# new elong



## piranha_guy_dan (Oct 4, 2004)

my new elong, got it from mulrooneyman

its freaking nice!!!!!

pics dont do it justice at all. got some redish tinge starting on the breast and a black mask starting, also a nice dark humeral spot thats to die for.


----------



## bootdink (Jan 17, 2007)

very nice looking elong


----------



## moron (May 26, 2006)

congrats on the new fish,very Nice looking. Is he/she aggressive. G


----------



## piranha_guy_dan (Oct 4, 2004)

not yet he isnt ive only had him just about a day and a half so i will let you know

he already ate some shrimp tho


----------



## moron (May 26, 2006)

piranha_guy_dan said:


> not yet he isnt ive only had him just about a day and a half so i will let you know
> 
> he already ate some shrimp tho


I found out that giving your fish some sort of small/of shoaling fish will make your eleng aggressive. Works with my Sanchezi...


----------



## piranha_guy_dan (Oct 4, 2004)

i dont follow what you mean??? u want me to buy other fish to put in the tank with him to eat???


----------



## danilo72 (Feb 22, 2006)

very nice elongatus...


----------



## SNAKEBITE (Oct 7, 2006)

congrats on your new elong!!! i see elongs are the new rhoms now


----------



## taylorhedrich (Mar 2, 2005)

Nice elong! He seems to be more spotted than the specimens are that I see here on P-Fury. It's almost like a snakeskin pattern with P. nattereri. Great pick-up!
~Taylor~


----------



## PenicillinPETE (Mar 11, 2006)

Sleek Elong, good pick up.


----------



## 2PiRaNhA~2FuRrY (Nov 1, 2005)

He look good Dan!..nice pick up.


----------



## ICEE (Feb 3, 2007)

very nice elong


----------



## CAPONE (May 18, 2006)

its a beauty nice


----------



## Dairy Whip (Mar 26, 2006)

buy far the best looking elong ive ever seen







Awesome pic up dan good luck with him


----------



## spinalremains (Nov 10, 2006)

Nice elong dan! He is almost an identical clone to how mine looked about two months ago. Give him some time and he'll probably become a real handfull!


----------



## Coldfire (Aug 20, 2003)

Dark pics, but it looks like a very nice Elong. Congrats on the pick up Dan! I am sure that you will love that Elong.


----------



## flashover00 (Oct 19, 2006)

Lol...another warm club elong welcome

looks good pgd, ive found that they are more active than any other p ive had...let me know if its the same for you


----------



## piranha_guy_dan (Oct 4, 2004)

thanks so much guys

its in a 40 gallon now. the pics were taken in a 15 gallon. its forsure an awesome fish and thanks dairy whip for saying its the best you have ever seen. yeah taylor i really liked the snakeskin pattern also. im hoping it gets some really nice red on it.

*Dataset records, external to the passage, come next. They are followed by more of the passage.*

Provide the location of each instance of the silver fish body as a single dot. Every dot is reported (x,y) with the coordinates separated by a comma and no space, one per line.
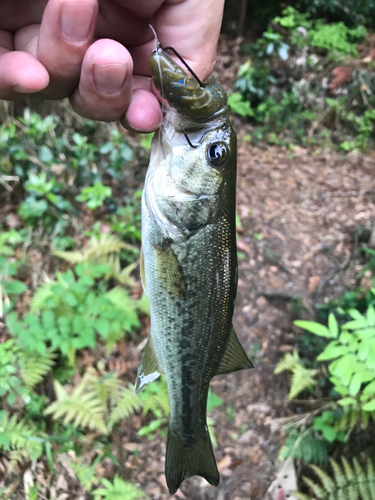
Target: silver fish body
(190,277)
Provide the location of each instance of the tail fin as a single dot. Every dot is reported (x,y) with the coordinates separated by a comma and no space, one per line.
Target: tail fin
(182,461)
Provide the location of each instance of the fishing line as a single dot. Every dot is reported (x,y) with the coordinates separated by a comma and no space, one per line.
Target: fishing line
(184,63)
(163,107)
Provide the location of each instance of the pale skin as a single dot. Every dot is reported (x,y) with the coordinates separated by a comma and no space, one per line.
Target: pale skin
(96,52)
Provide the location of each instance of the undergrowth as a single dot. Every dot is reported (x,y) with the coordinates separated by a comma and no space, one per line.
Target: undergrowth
(283,86)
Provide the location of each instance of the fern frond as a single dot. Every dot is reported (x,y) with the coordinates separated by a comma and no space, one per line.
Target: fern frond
(82,409)
(19,440)
(103,250)
(42,293)
(352,416)
(127,405)
(85,474)
(35,367)
(287,363)
(99,250)
(302,379)
(348,482)
(108,387)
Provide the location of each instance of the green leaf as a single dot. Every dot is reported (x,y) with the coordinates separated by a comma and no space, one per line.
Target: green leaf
(371,316)
(370,406)
(14,287)
(347,401)
(355,384)
(313,327)
(70,299)
(355,324)
(213,401)
(370,388)
(102,326)
(332,351)
(333,326)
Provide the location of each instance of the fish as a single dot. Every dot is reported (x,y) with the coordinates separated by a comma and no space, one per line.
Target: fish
(189,261)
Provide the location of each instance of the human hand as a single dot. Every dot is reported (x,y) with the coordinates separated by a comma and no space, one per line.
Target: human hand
(96,51)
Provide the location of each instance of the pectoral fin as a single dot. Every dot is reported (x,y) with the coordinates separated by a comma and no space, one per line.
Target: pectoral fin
(149,368)
(169,272)
(234,357)
(142,271)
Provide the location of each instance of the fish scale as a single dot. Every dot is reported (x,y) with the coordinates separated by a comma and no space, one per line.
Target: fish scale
(189,262)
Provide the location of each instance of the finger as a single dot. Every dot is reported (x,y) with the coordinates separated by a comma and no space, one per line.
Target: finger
(192,27)
(144,113)
(66,33)
(21,74)
(105,85)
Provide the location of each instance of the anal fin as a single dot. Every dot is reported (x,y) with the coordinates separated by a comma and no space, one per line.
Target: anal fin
(234,357)
(149,368)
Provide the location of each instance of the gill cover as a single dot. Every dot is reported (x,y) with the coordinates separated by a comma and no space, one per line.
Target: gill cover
(182,91)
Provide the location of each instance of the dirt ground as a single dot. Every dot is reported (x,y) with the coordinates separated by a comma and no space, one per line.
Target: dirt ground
(300,213)
(300,216)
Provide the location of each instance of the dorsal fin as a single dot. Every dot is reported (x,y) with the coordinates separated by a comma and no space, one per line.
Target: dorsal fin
(234,357)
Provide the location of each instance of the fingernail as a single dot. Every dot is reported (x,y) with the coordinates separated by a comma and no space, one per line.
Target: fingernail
(109,78)
(76,19)
(23,90)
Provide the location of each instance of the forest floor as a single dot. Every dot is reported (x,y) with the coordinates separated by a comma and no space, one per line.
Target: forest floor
(301,215)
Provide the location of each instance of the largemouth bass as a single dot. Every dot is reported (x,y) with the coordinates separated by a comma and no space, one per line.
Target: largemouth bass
(189,263)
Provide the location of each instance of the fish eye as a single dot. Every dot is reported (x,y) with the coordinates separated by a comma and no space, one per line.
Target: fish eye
(218,153)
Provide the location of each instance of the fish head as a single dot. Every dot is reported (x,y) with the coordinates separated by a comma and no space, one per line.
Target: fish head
(193,157)
(190,175)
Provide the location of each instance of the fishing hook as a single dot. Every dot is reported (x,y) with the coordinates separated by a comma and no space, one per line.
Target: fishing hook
(189,141)
(184,63)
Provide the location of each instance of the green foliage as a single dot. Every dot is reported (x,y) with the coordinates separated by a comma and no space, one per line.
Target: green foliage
(86,474)
(306,445)
(34,366)
(353,353)
(336,37)
(94,196)
(104,250)
(350,11)
(10,384)
(97,403)
(324,424)
(332,37)
(50,165)
(289,106)
(118,489)
(72,311)
(239,106)
(44,200)
(348,482)
(19,439)
(302,378)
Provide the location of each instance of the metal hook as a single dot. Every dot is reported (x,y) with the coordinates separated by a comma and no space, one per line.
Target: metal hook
(189,141)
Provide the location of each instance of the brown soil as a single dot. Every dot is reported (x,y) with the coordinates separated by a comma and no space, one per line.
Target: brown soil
(300,213)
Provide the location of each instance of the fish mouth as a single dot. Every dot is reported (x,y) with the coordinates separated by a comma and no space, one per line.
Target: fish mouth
(188,195)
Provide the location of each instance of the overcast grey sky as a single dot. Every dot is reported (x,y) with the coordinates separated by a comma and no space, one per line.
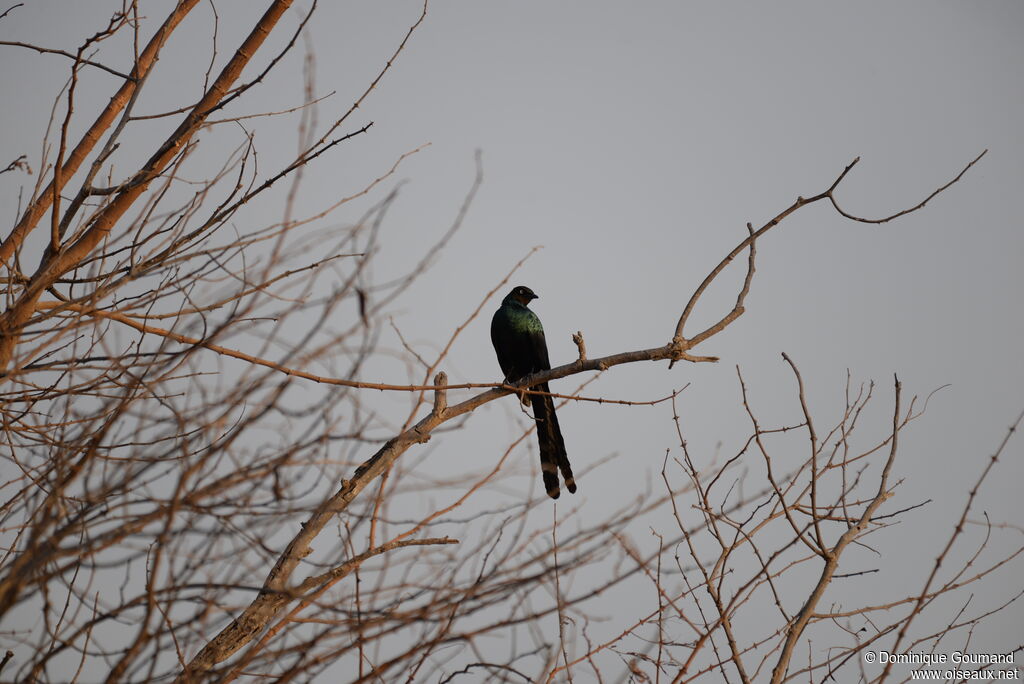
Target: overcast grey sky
(634,141)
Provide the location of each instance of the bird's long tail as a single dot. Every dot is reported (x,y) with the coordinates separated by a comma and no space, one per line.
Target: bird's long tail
(553,457)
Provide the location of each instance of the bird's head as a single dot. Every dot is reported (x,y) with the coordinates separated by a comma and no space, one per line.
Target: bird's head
(521,294)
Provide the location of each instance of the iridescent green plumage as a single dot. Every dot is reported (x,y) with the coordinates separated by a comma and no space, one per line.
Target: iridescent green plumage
(518,339)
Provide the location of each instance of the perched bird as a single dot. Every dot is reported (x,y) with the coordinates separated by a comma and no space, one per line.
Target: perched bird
(518,339)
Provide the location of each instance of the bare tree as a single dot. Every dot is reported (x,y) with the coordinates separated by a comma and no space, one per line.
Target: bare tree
(170,457)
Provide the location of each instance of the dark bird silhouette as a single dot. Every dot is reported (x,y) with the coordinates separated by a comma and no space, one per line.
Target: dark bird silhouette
(518,339)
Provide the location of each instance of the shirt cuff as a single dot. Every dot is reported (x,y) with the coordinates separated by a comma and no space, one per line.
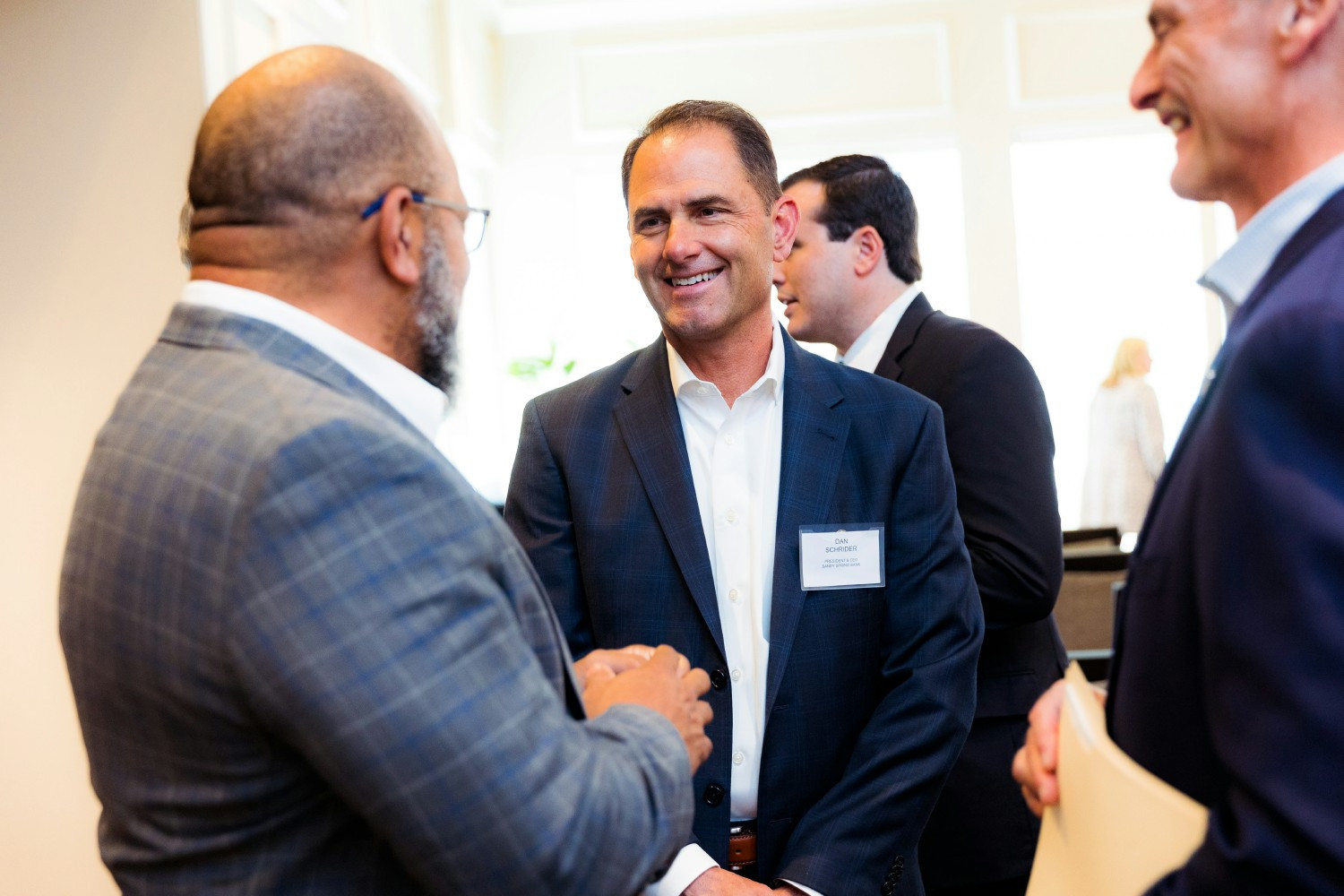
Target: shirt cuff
(688,864)
(806,890)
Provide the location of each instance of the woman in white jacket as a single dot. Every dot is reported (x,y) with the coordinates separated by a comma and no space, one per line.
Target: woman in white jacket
(1125,444)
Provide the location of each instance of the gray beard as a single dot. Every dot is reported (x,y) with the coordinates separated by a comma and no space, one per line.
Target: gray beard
(435,314)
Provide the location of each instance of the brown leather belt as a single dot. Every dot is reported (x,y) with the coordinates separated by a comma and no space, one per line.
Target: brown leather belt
(742,848)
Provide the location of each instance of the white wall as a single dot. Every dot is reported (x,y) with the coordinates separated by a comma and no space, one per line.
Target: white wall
(99,108)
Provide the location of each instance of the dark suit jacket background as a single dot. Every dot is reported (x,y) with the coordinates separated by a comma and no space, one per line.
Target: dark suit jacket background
(1002,449)
(1228,673)
(868,692)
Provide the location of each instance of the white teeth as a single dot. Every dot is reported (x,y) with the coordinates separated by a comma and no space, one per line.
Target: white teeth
(698,279)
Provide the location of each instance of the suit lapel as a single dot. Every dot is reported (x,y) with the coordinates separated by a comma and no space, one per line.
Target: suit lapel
(903,338)
(652,430)
(1327,220)
(812,446)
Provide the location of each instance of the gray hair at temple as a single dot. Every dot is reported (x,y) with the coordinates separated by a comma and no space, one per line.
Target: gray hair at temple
(320,134)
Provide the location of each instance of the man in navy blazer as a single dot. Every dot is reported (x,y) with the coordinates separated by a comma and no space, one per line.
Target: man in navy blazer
(851,281)
(661,500)
(1228,667)
(306,657)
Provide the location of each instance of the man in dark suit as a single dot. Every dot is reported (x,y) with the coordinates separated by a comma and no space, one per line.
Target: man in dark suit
(851,281)
(1228,664)
(306,657)
(664,498)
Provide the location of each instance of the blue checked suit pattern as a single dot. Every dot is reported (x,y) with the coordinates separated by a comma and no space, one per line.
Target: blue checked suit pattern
(309,659)
(868,691)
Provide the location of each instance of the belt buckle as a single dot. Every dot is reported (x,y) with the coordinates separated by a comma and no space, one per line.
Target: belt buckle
(742,848)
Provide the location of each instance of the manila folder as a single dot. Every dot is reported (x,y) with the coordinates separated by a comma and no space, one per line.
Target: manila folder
(1117,828)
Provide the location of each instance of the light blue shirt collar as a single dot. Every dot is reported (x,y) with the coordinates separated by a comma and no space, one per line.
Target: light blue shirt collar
(1242,266)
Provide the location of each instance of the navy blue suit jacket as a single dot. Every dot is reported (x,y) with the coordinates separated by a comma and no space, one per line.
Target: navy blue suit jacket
(870,691)
(1002,449)
(1228,673)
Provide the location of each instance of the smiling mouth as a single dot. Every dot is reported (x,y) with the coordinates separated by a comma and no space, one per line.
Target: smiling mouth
(695,279)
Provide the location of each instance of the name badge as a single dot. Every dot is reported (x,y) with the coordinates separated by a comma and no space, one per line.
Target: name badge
(841,556)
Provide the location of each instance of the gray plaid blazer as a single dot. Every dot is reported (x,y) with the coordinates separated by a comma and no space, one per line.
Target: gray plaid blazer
(308,657)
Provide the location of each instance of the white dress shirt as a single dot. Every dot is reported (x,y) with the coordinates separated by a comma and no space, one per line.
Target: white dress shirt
(406,392)
(866,352)
(736,470)
(1245,263)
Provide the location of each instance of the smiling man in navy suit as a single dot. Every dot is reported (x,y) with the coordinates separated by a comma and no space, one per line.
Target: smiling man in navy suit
(1228,667)
(676,497)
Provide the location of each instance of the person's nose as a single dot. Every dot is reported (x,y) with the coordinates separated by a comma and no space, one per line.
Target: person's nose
(1147,85)
(683,241)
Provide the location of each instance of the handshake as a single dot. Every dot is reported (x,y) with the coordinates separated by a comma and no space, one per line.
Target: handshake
(661,680)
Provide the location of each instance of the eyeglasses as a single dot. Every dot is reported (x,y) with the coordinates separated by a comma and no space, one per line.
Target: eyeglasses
(473,220)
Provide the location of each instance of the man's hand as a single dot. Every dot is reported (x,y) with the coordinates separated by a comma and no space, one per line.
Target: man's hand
(717,882)
(616,661)
(1035,763)
(667,684)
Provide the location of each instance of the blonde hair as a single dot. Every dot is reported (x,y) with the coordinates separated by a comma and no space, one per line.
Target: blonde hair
(1125,363)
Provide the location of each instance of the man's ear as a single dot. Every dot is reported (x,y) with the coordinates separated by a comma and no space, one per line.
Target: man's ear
(870,252)
(1303,23)
(785,217)
(398,237)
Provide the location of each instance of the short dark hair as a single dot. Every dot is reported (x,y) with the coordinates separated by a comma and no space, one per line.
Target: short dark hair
(752,142)
(863,190)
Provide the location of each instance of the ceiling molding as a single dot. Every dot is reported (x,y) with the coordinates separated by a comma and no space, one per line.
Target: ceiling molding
(602,13)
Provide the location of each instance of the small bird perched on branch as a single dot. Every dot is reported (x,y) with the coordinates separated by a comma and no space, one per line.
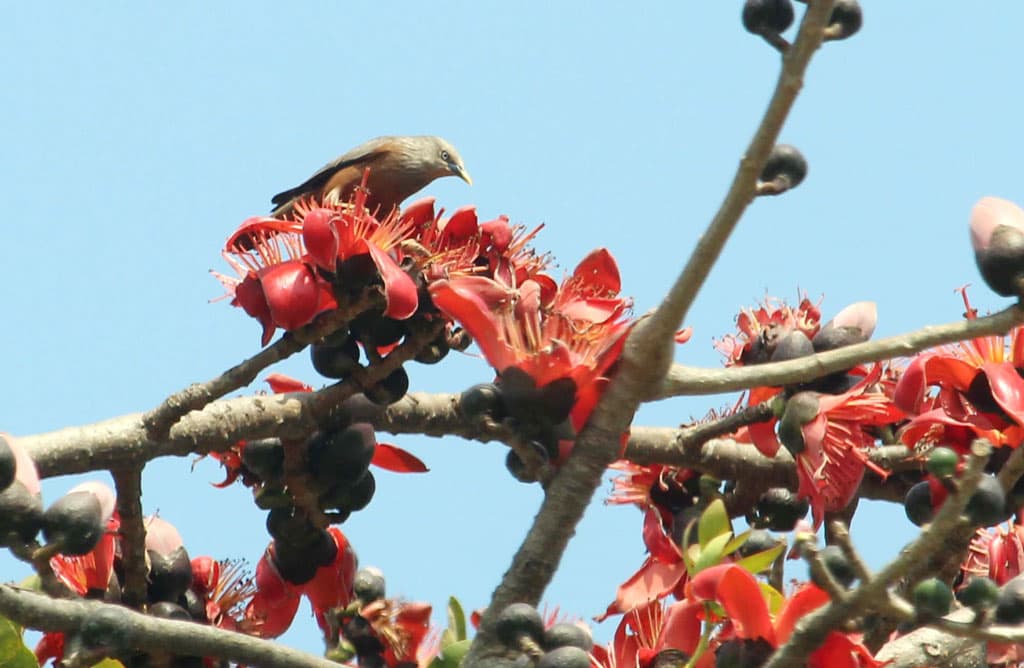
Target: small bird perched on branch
(399,166)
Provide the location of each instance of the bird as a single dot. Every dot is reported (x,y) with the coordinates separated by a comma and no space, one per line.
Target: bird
(399,166)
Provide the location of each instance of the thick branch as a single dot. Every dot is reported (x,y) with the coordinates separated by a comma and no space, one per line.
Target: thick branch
(148,633)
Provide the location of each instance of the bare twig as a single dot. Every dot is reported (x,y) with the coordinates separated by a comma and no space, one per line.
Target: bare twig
(128,481)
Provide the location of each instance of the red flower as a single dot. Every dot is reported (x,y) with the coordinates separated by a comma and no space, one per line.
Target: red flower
(403,629)
(649,629)
(576,332)
(978,391)
(749,616)
(837,444)
(273,606)
(276,286)
(226,589)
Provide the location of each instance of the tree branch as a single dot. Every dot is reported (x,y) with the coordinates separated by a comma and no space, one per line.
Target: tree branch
(128,481)
(645,361)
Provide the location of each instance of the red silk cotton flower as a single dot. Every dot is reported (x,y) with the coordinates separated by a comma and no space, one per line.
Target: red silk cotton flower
(574,331)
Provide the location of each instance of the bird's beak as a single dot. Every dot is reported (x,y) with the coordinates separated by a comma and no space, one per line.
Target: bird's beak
(461,172)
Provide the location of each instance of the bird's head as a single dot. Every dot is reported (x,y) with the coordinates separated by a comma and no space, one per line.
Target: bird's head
(438,158)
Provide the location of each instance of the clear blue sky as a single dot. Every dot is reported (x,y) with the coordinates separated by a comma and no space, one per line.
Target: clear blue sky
(137,135)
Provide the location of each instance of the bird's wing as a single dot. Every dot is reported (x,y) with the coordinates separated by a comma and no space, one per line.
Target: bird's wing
(364,154)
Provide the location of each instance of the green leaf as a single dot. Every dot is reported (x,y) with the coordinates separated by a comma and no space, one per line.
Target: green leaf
(711,553)
(452,656)
(13,654)
(761,560)
(714,523)
(457,619)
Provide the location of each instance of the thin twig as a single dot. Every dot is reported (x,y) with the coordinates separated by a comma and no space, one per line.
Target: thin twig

ideally here are a couple pics i would LOVE for it to turn out looking like!!!!!!























mine also has a black tip on the anal fin like the elongs in the first 2 pics i posted do........... does anyone else have that with their elongs or would this be a certain feature to a certain collection point?


----------



## flashover00 (Oct 19, 2006)

mine has it.....its weird because its only a small strip


----------



## spinalremains (Nov 10, 2006)

Mine has two like that in a row. I read somewhere that it may indicate sex with the s. elongatus, but I don't know.


----------



## flashover00 (Oct 19, 2006)

You can see it close in this pic


----------



## spinalremains (Nov 10, 2006)

Dan, looking closer at your pics, it looks like yours may have two as well.


----------



## blazednosferatu (Feb 27, 2006)

Awsome elong


----------



## piranha_guy_dan (Oct 4, 2004)

here is what frank said about the black on the anal fin

If I recall correctly Fernandez-Yepez thought it might be sexual characteristic, but present opinion is that it is not, just an individual pattern that may sometimes be present.


----------



## spinalremains (Nov 10, 2006)

Interesting. I figured whatever I had read was probably an old idea.


----------



## Inflade (Mar 24, 2006)

looks sick dan!


----------



## nirvanarules1 (Mar 14, 2007)

once again another person has made me jealous because i so very want one of these guys for my collection


----------